Datadog has significantly extended the reach of its Bits AI framework, enabling DevOps teams to automatically discover and resolve issues based on telemetry data collected by its observability platform. The new suite integrates an AI coding tool, dubbed Bits Code, across Datadog’s entire portfolio, allowing it to propose remediations and generate the necessary code to fix problems observed within the system.
Automating the Software Development Lifecycle
According to Devops, the integration of Bits is designed to address the increasing complexity and velocity of modern application development. The framework introduces several specialized agents that automate critical stages of the software lifecycle:
- Bits Code: Proposes specific remediations and generates code fixes directly from data residing in the Datadog observability platform.
- Bits Release Agent: Verifies every code change by analyzing its intended impact, generating a validation plan, running checks in staging environments, and monitoring the rollout process.
- Bits Testing Agent: Automates synthetic test generation and maintenance by exploring applications, identifying critical user journeys, and creating comprehensive test suites.
Shifting Observability to Active Governance
Beyond code management, Datadog is pushing observability into autonomous governance. Bits Remediation allows DevOps teams to invoke the AI framework to configure and run remediation scripts within strict guardrails defined by the team. Furthermore, the company is previewing several advanced capabilities that enhance operational intelligence:
- Bits Infrastructure Operations: This feature autonomously detects, investigates, and remediates common infrastructure issues based on actions previously approved by DevOps teams.
- Bits Memories: The AI framework automatically retains information from investigations, runbooks, postmortems, and Slack conversations to create and execute automated scripts.

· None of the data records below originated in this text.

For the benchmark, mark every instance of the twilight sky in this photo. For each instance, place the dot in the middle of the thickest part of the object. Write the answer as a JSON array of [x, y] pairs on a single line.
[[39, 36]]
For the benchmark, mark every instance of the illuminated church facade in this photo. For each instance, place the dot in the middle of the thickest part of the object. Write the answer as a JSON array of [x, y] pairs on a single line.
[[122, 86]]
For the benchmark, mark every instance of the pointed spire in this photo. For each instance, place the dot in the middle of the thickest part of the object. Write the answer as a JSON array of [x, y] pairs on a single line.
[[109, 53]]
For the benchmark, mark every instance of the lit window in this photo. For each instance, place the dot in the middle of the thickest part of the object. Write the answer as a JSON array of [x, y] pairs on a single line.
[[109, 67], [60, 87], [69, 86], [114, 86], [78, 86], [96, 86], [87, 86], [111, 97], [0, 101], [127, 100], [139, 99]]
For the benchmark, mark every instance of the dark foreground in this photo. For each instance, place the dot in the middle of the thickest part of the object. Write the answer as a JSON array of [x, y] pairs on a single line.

- AI Guard Tool: Utilizes telemetry tracing to track system behavior and surface anomalous activity across the IT environment.
Datadog CEO Olivier Pomel noted that software engineers are struggling to keep pace with current code development rates, emphasizing a greater need for AI to automatically discover and remediate issues. This shift aligns with observations from industry experts like Mitch Ashley of the Futurum Group, who stated that observability is moving from merely describing production to actively governing it. The telemetry data can now be used not only to surface an incident but also to propose fixes, validate them before release, and bound the authority of autonomous agents.
The platform’s expansion also includes Bits Data Analysis, which uses the Datadog Data Context graph to allow end users to launch natural language queries to explore business metrics such as revenue, sales pipeline, and product adoption. This comprehensive suite positions Datadog at the forefront of AI-driven operational intelligence.